Guideposts has launched a new fiction series, Ordinary Women of the Bible, imagining the lives of people who make the briefest of appearances in Scripture and yet have much to tell us about how to live in faith and expectation.
I was listening to my favorite Bible podcast when one of the guests—a guy, mind you—pointed out, “You know, it’s the women in the Gospels who get it about Jesus. They’re often the first to really understand who he is.” Wow, I thought, that’s something I’d never noticed before.
I took down my Bible and turned to Luke’s Gospel. Mary is there in the first chapter, of course, startled to learn from the angel Gabriel how she’s been called by God. She then goes to visit her relative Elizabeth, pregnant with John the Baptist, to share the good news. These two women are major figures in the age-old story, but as I kept turning the pages, it was the lesser-known women whose stories jumped out at me.

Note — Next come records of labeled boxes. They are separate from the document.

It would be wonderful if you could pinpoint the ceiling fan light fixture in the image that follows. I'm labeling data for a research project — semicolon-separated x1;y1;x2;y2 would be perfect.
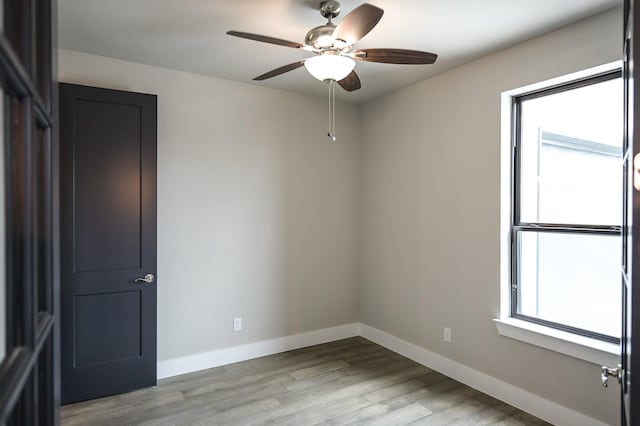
304;53;356;81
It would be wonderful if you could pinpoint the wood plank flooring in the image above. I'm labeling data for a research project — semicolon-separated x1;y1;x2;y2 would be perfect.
62;337;548;426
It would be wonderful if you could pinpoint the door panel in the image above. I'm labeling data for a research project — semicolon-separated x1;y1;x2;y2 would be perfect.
73;99;143;272
60;84;156;403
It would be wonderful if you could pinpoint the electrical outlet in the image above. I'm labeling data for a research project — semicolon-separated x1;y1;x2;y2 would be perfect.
442;327;451;343
233;318;242;331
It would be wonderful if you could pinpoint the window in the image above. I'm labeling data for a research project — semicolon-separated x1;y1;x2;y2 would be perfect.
509;70;623;343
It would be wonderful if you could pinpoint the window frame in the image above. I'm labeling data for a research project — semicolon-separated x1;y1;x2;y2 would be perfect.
507;67;622;344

Like Anna the prophet, who had been waiting her whole life for the appearance of this savior. An 84-year-old widow, she never left the temple in Jerusalem, worshiping and praying day and night. When the infant Jesus is brought there to be blessed, Anna praises God, knowing that this is the one who will bring redemption to the world. It’s a cameo appearance. She appears, sees Jesus, understands who he is and then is gone.
Other women come onto the scene and, unlike the 12 disciples, don’t even get named, yet their holiness is called out. For instance, as Jesus watches the rich people making a big show of putting gifts into the collection box at the temple, calling attention to their wealth, he points to a poor widow who throws in two small copper coins, a mere mite. The rich are just giving their spare change. She has given everything she has.
Or consider the woman who had bled for 12 long years. She’d spent all her money on doctors, to no avail. Desperate for healing, she merely touches the hem of Jesus’ robe in the midst of a crowd. Her bleeding stops. He feels the power leave him and calls her out. “Daughter, your faith has healed you,” he says. “Go in peace.”
There is the woman with the alabaster vase full of perfumed oil. Uninvited, she enters the Pharisee’s house where Jesus is eating and kneels at his feet. Characterized as someone of dubious reputation, she weeps, wetting Jesus’s feet with her tears, wiping them with her hair, pouring the oil on them. The Pharisee is appalled. Not Jesus. “You didn’t anoint my head with oil,” he says to the man, “but she has poured perfumed oil on my feet.” He lets her know her sins are forgiven. “Your faith has saved you.”
In some traditions, the woman is thought to be Mary Magdalene, who makes an appearance—named—in the next chapter. The point in all these instances is that the people who come to Jesus in humility, in need and in the most abject circumstances know who he is. And their lives are changed.
I thought back to an Easter sermon our pastor once gave. She noted that at the Crucifixion it was the women who’d followed Jesus from Galilee who stuck around till the bitter end, mourning their loss. And they were the ones, going to the tomb with spices, who were the first to bear witness to the Resurrection. It was as though being present during such grave sorrow allowed them the vision that was beyond their greatest hopes, a reminder that sadness can open us up to unexpected revelations.
Every character in the Bible feels extraordinary—in extraordinary times and extraordinary situations. But those who got called out are often not the ones who called themselves out. They are everyday people. People like us. Ready to love, ready to be changed.